Combustion products whose composition is given are cooled to 25°C. The AF, the percent theoretical air used, and the fraction of water vapor that condenses are to be determined.
Assumptions Combustion gases are ideal gases.
Properties The saturation pressure of water at 25°C is 3.1698 kPa (Table A-4).
Analysis Note that we know the relative composition of the products, but we do not know how much fuel or air is used during the combustion process.

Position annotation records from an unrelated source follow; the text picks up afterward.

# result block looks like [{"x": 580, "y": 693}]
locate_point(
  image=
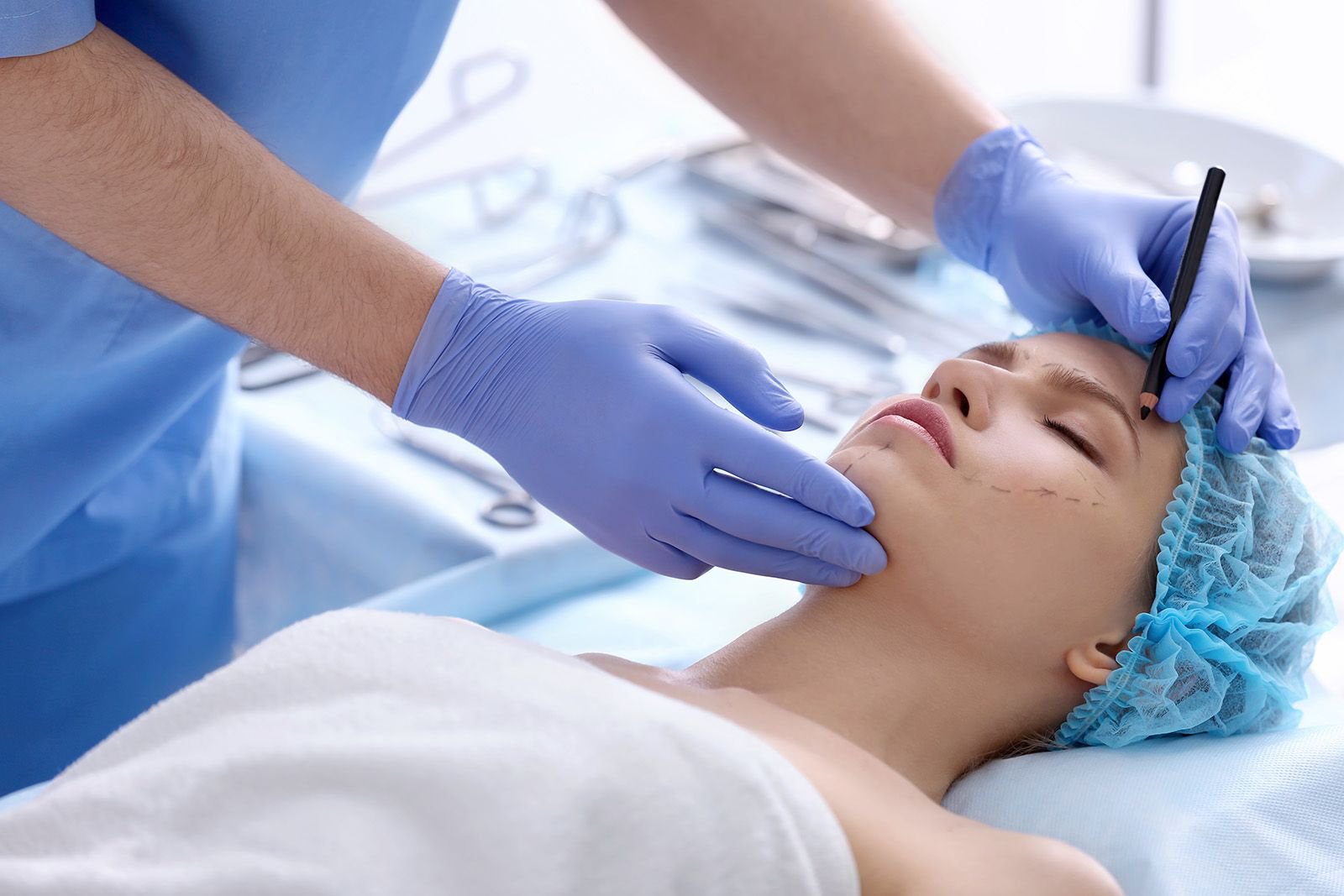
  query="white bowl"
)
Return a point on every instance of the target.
[{"x": 1297, "y": 235}]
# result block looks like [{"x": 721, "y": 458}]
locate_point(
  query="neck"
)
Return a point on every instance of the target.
[{"x": 846, "y": 661}]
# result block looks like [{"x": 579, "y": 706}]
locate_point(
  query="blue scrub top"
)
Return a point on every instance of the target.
[{"x": 118, "y": 469}]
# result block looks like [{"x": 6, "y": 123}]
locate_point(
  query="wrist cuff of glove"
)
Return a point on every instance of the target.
[
  {"x": 434, "y": 338},
  {"x": 969, "y": 197}
]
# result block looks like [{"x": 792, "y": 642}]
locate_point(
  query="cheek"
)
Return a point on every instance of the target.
[{"x": 1003, "y": 555}]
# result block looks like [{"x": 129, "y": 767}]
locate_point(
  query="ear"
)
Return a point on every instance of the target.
[{"x": 1092, "y": 663}]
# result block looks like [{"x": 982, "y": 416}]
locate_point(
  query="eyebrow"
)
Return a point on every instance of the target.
[{"x": 1065, "y": 379}]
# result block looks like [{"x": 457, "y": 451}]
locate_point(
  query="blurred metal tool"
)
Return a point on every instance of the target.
[
  {"x": 754, "y": 172},
  {"x": 790, "y": 248},
  {"x": 523, "y": 179},
  {"x": 465, "y": 107},
  {"x": 591, "y": 222},
  {"x": 846, "y": 398},
  {"x": 801, "y": 316},
  {"x": 264, "y": 367},
  {"x": 512, "y": 510}
]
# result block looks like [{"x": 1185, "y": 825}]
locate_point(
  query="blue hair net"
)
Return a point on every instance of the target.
[{"x": 1241, "y": 597}]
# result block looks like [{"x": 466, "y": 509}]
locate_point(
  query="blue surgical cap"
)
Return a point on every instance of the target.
[{"x": 1241, "y": 597}]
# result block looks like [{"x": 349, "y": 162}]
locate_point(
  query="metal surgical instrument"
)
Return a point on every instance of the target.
[
  {"x": 801, "y": 316},
  {"x": 846, "y": 398},
  {"x": 528, "y": 179},
  {"x": 512, "y": 510}
]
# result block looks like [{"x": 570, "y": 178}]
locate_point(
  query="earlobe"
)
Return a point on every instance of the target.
[{"x": 1090, "y": 664}]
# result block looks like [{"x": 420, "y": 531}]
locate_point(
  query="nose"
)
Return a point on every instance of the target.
[{"x": 963, "y": 387}]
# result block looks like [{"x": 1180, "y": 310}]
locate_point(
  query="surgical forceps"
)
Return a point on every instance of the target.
[
  {"x": 465, "y": 107},
  {"x": 512, "y": 510},
  {"x": 593, "y": 221},
  {"x": 813, "y": 318},
  {"x": 846, "y": 398}
]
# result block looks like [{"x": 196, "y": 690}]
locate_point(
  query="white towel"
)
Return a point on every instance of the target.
[{"x": 383, "y": 752}]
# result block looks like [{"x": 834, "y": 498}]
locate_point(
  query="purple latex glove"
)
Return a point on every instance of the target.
[
  {"x": 586, "y": 406},
  {"x": 1063, "y": 250}
]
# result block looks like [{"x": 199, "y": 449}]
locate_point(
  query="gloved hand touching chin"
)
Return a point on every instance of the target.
[
  {"x": 586, "y": 406},
  {"x": 1063, "y": 250}
]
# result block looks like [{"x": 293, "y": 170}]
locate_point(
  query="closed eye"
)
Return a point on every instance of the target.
[{"x": 1082, "y": 445}]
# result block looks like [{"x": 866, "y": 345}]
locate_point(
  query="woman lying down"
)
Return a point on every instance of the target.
[{"x": 1062, "y": 575}]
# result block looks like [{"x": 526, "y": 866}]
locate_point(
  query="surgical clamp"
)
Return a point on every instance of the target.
[{"x": 512, "y": 510}]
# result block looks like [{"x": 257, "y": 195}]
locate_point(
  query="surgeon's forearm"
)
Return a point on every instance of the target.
[
  {"x": 116, "y": 155},
  {"x": 843, "y": 86}
]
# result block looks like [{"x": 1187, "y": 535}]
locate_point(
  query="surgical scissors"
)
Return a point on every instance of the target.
[
  {"x": 512, "y": 510},
  {"x": 528, "y": 177}
]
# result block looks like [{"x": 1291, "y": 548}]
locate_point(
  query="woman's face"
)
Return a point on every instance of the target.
[{"x": 1039, "y": 527}]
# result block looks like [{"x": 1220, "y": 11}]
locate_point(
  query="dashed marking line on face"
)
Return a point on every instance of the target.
[{"x": 850, "y": 466}]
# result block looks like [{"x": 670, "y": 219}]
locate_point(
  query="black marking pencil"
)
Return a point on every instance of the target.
[{"x": 1158, "y": 374}]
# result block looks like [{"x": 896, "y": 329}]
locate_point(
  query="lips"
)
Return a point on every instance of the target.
[{"x": 927, "y": 417}]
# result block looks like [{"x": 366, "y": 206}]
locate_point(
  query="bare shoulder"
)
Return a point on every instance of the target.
[{"x": 978, "y": 859}]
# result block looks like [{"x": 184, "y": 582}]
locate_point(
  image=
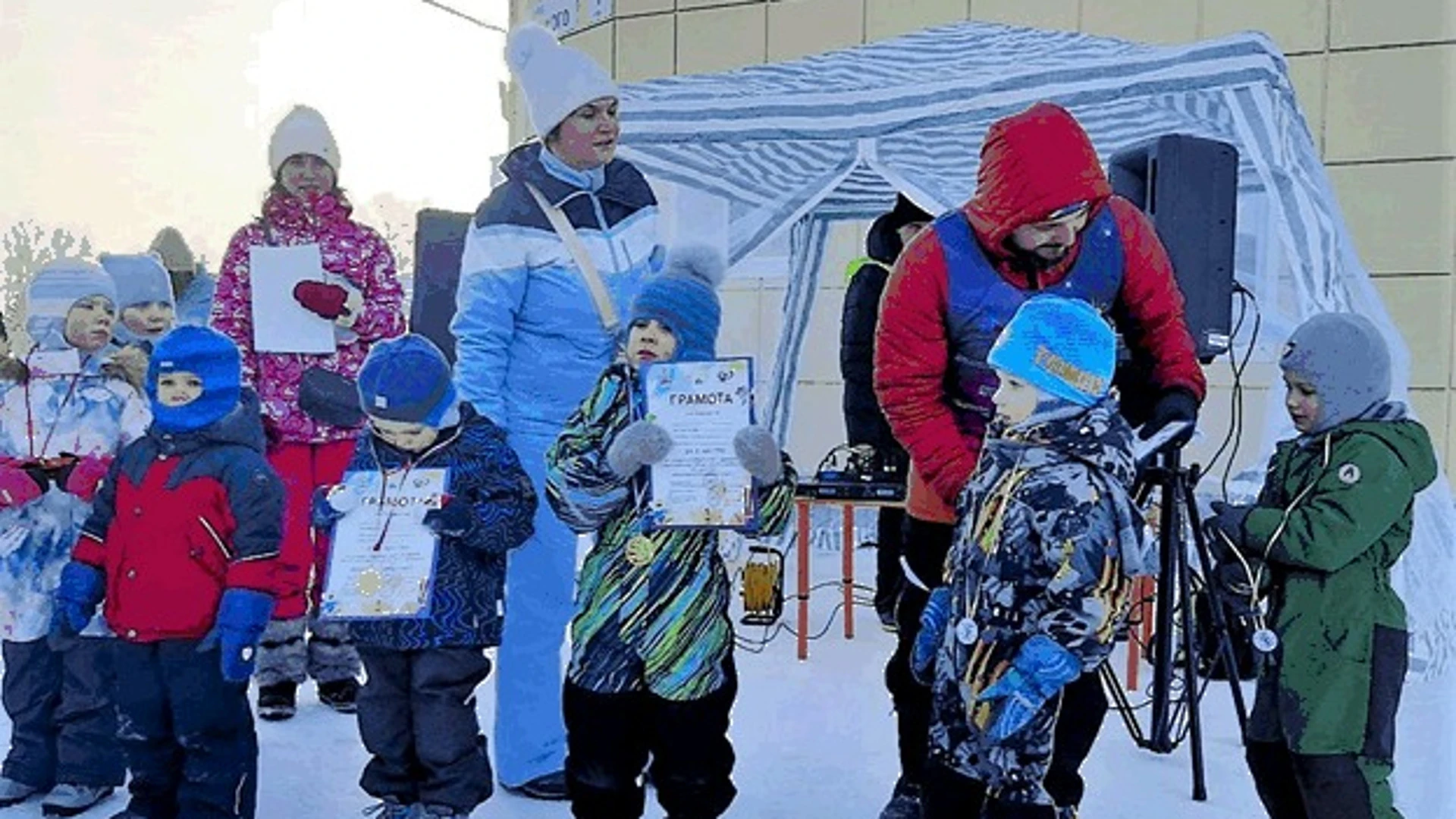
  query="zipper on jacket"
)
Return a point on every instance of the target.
[{"x": 218, "y": 541}]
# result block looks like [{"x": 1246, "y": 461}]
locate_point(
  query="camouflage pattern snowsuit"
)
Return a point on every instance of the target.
[{"x": 1047, "y": 542}]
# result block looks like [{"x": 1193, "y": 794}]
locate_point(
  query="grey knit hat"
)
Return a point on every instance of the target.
[{"x": 1345, "y": 357}]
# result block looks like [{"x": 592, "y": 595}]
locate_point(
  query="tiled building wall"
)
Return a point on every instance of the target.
[{"x": 1376, "y": 82}]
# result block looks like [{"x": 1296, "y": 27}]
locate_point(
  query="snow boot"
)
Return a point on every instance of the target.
[
  {"x": 548, "y": 787},
  {"x": 15, "y": 792},
  {"x": 905, "y": 802},
  {"x": 277, "y": 701},
  {"x": 391, "y": 809},
  {"x": 341, "y": 694},
  {"x": 69, "y": 799}
]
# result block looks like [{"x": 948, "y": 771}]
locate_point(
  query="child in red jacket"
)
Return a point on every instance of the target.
[{"x": 181, "y": 545}]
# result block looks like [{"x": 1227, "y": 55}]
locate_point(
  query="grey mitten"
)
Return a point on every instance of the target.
[
  {"x": 639, "y": 445},
  {"x": 759, "y": 453}
]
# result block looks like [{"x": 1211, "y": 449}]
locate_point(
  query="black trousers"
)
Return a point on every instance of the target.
[
  {"x": 609, "y": 738},
  {"x": 187, "y": 732},
  {"x": 417, "y": 719},
  {"x": 946, "y": 795},
  {"x": 889, "y": 544},
  {"x": 63, "y": 723},
  {"x": 1294, "y": 786},
  {"x": 925, "y": 547},
  {"x": 1084, "y": 704}
]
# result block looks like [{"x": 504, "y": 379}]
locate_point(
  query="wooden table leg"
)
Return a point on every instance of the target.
[
  {"x": 802, "y": 548},
  {"x": 849, "y": 570}
]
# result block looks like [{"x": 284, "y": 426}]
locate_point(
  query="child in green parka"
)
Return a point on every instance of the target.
[
  {"x": 1334, "y": 515},
  {"x": 651, "y": 668}
]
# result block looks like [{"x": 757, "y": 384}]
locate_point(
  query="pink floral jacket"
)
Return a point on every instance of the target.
[{"x": 350, "y": 249}]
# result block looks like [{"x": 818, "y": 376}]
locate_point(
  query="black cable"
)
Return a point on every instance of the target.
[
  {"x": 463, "y": 17},
  {"x": 1234, "y": 398},
  {"x": 1238, "y": 381}
]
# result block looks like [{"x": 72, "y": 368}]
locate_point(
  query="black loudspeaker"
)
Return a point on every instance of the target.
[
  {"x": 438, "y": 243},
  {"x": 1188, "y": 187}
]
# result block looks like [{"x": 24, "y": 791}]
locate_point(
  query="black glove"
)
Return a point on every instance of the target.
[
  {"x": 450, "y": 521},
  {"x": 1239, "y": 586},
  {"x": 1225, "y": 531},
  {"x": 1172, "y": 406}
]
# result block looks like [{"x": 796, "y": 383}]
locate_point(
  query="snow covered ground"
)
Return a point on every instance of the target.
[{"x": 814, "y": 741}]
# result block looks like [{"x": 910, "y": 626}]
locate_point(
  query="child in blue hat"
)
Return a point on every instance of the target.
[
  {"x": 651, "y": 670},
  {"x": 60, "y": 426},
  {"x": 181, "y": 547},
  {"x": 1037, "y": 582},
  {"x": 417, "y": 708}
]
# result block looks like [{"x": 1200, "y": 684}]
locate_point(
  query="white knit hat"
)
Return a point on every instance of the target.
[
  {"x": 302, "y": 130},
  {"x": 557, "y": 79}
]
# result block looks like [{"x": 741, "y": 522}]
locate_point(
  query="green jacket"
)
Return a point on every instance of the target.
[{"x": 1335, "y": 513}]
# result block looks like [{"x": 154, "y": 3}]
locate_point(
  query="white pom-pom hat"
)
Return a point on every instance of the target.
[
  {"x": 302, "y": 130},
  {"x": 557, "y": 79}
]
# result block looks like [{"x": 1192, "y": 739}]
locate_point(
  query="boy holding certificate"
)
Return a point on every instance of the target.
[
  {"x": 417, "y": 710},
  {"x": 182, "y": 545},
  {"x": 651, "y": 668}
]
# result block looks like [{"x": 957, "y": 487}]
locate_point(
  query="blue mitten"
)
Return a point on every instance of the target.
[
  {"x": 1038, "y": 672},
  {"x": 240, "y": 621},
  {"x": 452, "y": 521},
  {"x": 76, "y": 599},
  {"x": 934, "y": 620},
  {"x": 639, "y": 445},
  {"x": 759, "y": 453}
]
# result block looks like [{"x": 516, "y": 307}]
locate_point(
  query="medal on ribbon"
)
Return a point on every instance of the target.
[{"x": 641, "y": 550}]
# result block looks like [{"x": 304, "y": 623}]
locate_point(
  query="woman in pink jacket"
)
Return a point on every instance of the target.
[{"x": 363, "y": 297}]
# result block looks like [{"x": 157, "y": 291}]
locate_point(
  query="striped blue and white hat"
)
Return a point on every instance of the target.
[
  {"x": 55, "y": 289},
  {"x": 140, "y": 280}
]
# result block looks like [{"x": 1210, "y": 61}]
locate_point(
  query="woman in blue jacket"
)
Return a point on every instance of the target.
[{"x": 530, "y": 341}]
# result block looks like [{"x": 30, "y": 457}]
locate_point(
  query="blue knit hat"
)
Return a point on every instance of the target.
[
  {"x": 207, "y": 354},
  {"x": 1060, "y": 346},
  {"x": 685, "y": 299},
  {"x": 55, "y": 290},
  {"x": 408, "y": 379},
  {"x": 140, "y": 280}
]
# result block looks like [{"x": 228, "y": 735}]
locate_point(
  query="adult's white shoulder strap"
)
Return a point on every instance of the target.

However, they can be determined from mass balances. The \mathrm{H}_{2} \mathrm{O} in the combustion gases will start condensing when the temperature drops to the dewpoint temperature.
For ideal gases, the volume fractions are equivalent to the mole fractions. Considering 100 kmol of dry products for convenience, the combustion equation can be written as
x \mathrm{C}_{8} \mathrm{H}_{18}+a\left(\mathrm{O}_{2}+3.76 \mathrm{~N}_{2}\right) \rightarrow 10.02 \mathrm{CO}_{2}+0.88 \mathrm{CO}+5.62 \mathrm{O}_{2}+83.48 \mathrm{~N}_{2}+b \mathrm{H}_{2} \mathrm{O}
The unknown coefficients x, a, and b are determined from mass balances,
N_{2}: 3.76 a=83.48 \quad \rightarrow \quad a=22.20
C: 8 x=10.02+0.88 \quad \rightarrow \quad x=1.36
H: 18 x=2 b \quad \rightarrow \quad b=12.24
O_{2}: a=10.02+0.44+5.62+\frac{b}{2} \rightarrow 22.20=22.20
The \mathrm{O}_{2} balance is not necessary, but it can be used to check the values obtained from the other mass balances, as we did previously. Substituting, we get
1.36 \mathrm{C}_{8} \mathrm{H}_{18}+22.2\left(\mathrm{O}_{2}+\right.\left.3.76 \mathrm{~N}_{2}\right) \rightarrow
10.02 \mathrm{CO}_{2}+0.88 \mathrm{CO}+5.62 \mathrm{O}_{2}+83.48 \mathrm{~N}_{2}+12.24 \mathrm{H}_{2} \mathrm{O}
The combustion equation for 1 kmol of fuel is obtained by dividing the above equation by 1.36,
\mathrm{C}_{8} \mathrm{H}_{18}+16.32\left(\mathrm{O}_{2}+3.76 \mathrm{~N}_{2}\right) \rightarrow
7.37 \mathrm{CO}_{2}+0.65 \mathrm{CO}+4.13 \mathrm{O}_{2}+61.38 \mathrm{~N}_{2}+9 \mathrm{H}_{2} \mathrm{O}
[a) The air-fuel ratio is determined by taking the ratio of the mass of the air to the mass of the fuel (Eq. 15-3),
\mathrm{AF}=\frac{m_{\text {air }}}{m_{\text {fuel }}} =\frac{(16.32 \times 4.76 \mathrm{kmol})(29 \mathrm{~kg} / \mathrm{kmol})}{(8 \mathrm{kmol})(12 \mathrm{~kg} / \mathrm{kmol})+(9 \mathrm{kmol})(2 \mathrm{~kg} / \mathrm{kmol})}
=19.76 \mathrm{~kg} \mathrm{air} / \mathrm{kg} \text { fuel }
(b) To find the percentage of theoretical air used, we need to know the theoretical amount of air, which is determined from the theoretical combustion equation of the fuel,
\mathrm{C}_{8} \mathrm{H}_{18}+a_{\mathrm{th}}\left(\mathrm{O}_{2}+3.76 \mathrm{~N}_{2}\right) \rightarrow 8 \mathrm{CO}_{2}+9 \mathrm{H}_{2} \mathrm{O}+3.76 a_{\mathrm{th}} \mathrm{N}_{2}
a_{\mathrm{th}}=8+4.5 \rightarrow a_{\mathrm{th}}=12.5
Then,
Percentage of theoretical air =\frac{m_{\text {air,act }}}{m_{\text {air,th }}}=\frac{N_{\text {air,act }}}{N_{\text {air,th }}}
=\frac{(16.32)(4.76) \mathrm{kmol}}{(12.50)(4.76) \mathrm{kmol}}
=131 \%
That is, 31 percent excess air was used during this combustion process. Notice that some carbon formed carbon monoxide even though there was considerably more oxygen than needed for complete combustion.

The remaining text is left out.